En los primeros días de mi llegada a España quedé con mi amiga Carlota y su amiga Isabel a tomar algo, ellas habían venido en tren desde Barcelona por ver alguna película en el festival de cine y pasar el día junto al mar en mi pueblo tan apetecible. "Llovían gatos y perros", según expresión inglesa, es decir, caía un tormentón, el doble de copioso que el más fuerte visto en Cambridge en dos años, el que para mi sorpresa dejó inundados multitud de bajos y a la biblioteca municipal obligada a una movida de libros dentro de su espectacular edificio de relativamente reciente inauguración. Sin embargo mi pequeña ciudad mediterránea resistía bastante bien mientras caminaba hacia el lugar de la cita sin escuchar ululares de sirenas o ver coches en la riera arrastrados por la corriente.
Nos sentamos en una terraza a pocos metros de donde rompían las olas. Apenas se diferenciaba el color del mar del del cielo o el de la arena en tanto la lluvia batía contra el acristalamiento, Carlota iba ataviada con un chubasquero naranja que rompía la monotonía cromática y le confería aspecto de navegante, aunque nos mantuvimos al seco, cual reinas del confort tomando unas cervezas. Encima ellas pidieron unas sardinitas y unos calamarcitos, que por algo estaban en la costa. Era fin de semana y había bastante gente resguardada allí, aunque por fortuna encontramos una mesa libre.
Carlota me dijo que algún día deberíamos encontrar el medio de contar juntas lo que acontece con las mujeres en temas de herencia en esta sociedad nuestra catalana, tan avanzada como se cree, pero en la que siguen vigentes al respecto costumbres trogloditas que nos discriminan y sobre las que se cierne un manto de silencio que las hace parecer inexistentes.
Entonces me di cuenta de que algo les había contado a mi pesar, en esa u en otras ocasiones, en tanto les explicaba que no me interesaba para abordarlo personalmente el tono de denuncia, a parte de que el tema, merecedor sin duda de ser puesto en evidencia por alguien que lo sienta, no iba demasiado en la línea de mis intereses.
Sea por nuestra ligazón de infancia o por nuestra manera de relacionarnos en el presente, cada vez que nos juntamos Carlota termina soltando lágrima.
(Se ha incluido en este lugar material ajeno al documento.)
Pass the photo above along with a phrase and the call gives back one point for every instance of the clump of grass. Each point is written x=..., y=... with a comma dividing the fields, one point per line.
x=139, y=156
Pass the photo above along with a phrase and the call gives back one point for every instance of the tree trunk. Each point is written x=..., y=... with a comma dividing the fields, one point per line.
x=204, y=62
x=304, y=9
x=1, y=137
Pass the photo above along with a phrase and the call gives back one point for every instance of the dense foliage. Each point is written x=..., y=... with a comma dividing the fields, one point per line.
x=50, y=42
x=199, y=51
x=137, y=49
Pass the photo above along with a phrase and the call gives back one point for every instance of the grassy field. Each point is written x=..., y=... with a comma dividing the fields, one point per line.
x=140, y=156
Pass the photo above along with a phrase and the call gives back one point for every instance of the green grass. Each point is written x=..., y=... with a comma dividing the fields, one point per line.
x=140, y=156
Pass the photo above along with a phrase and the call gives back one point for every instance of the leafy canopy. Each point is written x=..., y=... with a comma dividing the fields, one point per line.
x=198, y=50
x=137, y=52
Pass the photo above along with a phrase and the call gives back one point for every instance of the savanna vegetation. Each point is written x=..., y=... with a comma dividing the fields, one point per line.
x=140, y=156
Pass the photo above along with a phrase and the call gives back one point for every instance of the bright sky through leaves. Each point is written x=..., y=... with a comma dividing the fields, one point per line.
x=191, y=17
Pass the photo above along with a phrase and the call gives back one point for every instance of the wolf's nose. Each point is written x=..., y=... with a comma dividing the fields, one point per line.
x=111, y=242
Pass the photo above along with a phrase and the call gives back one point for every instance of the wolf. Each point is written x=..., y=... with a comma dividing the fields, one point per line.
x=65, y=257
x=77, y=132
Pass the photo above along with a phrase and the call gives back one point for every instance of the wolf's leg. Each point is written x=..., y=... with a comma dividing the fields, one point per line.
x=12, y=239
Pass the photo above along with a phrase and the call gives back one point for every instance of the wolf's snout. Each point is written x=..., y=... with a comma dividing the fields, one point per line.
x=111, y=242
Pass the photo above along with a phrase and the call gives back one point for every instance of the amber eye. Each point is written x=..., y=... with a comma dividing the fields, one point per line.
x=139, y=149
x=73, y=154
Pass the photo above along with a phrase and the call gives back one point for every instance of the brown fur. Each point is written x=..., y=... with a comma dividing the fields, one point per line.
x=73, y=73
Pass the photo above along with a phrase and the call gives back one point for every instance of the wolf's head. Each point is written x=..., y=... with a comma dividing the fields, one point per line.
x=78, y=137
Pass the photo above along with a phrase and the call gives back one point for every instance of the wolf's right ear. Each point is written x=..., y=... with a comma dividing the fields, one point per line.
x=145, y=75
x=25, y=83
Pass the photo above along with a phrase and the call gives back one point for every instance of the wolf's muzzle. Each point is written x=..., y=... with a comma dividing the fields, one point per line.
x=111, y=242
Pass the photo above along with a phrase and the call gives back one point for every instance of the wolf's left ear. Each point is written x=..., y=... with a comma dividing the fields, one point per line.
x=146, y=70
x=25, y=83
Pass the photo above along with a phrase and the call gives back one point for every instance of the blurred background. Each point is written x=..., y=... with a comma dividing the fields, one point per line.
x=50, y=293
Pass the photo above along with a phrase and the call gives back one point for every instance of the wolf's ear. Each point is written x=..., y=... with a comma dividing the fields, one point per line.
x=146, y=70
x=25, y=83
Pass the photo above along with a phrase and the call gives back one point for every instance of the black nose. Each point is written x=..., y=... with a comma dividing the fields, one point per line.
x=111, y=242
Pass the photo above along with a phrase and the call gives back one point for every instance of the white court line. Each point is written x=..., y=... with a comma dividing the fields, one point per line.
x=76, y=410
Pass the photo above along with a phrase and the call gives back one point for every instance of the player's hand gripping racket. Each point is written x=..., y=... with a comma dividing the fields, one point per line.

Luego me llama para disculparse, para decirme que no suele ser así, pero ni falta hace que me lo comente, entiendo que es hasta gustoso dejarse ganar a veces por la sensibilidad.
Nuestras madres siguen viéndose, como mínimo una vez a la semana cuando se juntan las amigas del grupo en la institución del té que llevan tomando desde hace más de cuarenta años. Nuestros padres también se frecuentaban; el suyo todavía vive; Carlota me dijo que con él apenas había hablado en la vida, cosa que me sorprendió, pero claro, no era de extrañar, a pesar de sus modales burgueses su padre y el mío habían mamado de la misma recóndita tierra.
Carlota hace ya bastante que visita a sus padres acompañada por Isabel. Su padre se preocupa de que la amiga esté bien servida, que se sienta cómoda, su madre también, pero evitan meterse por caminos de palabras descubridoras. A mi madre le encantaría que la madre de Carlota le contara, que se sacara un peso de encima, por ella y por la hija, pero parece que todavía el dominio está inmaduro.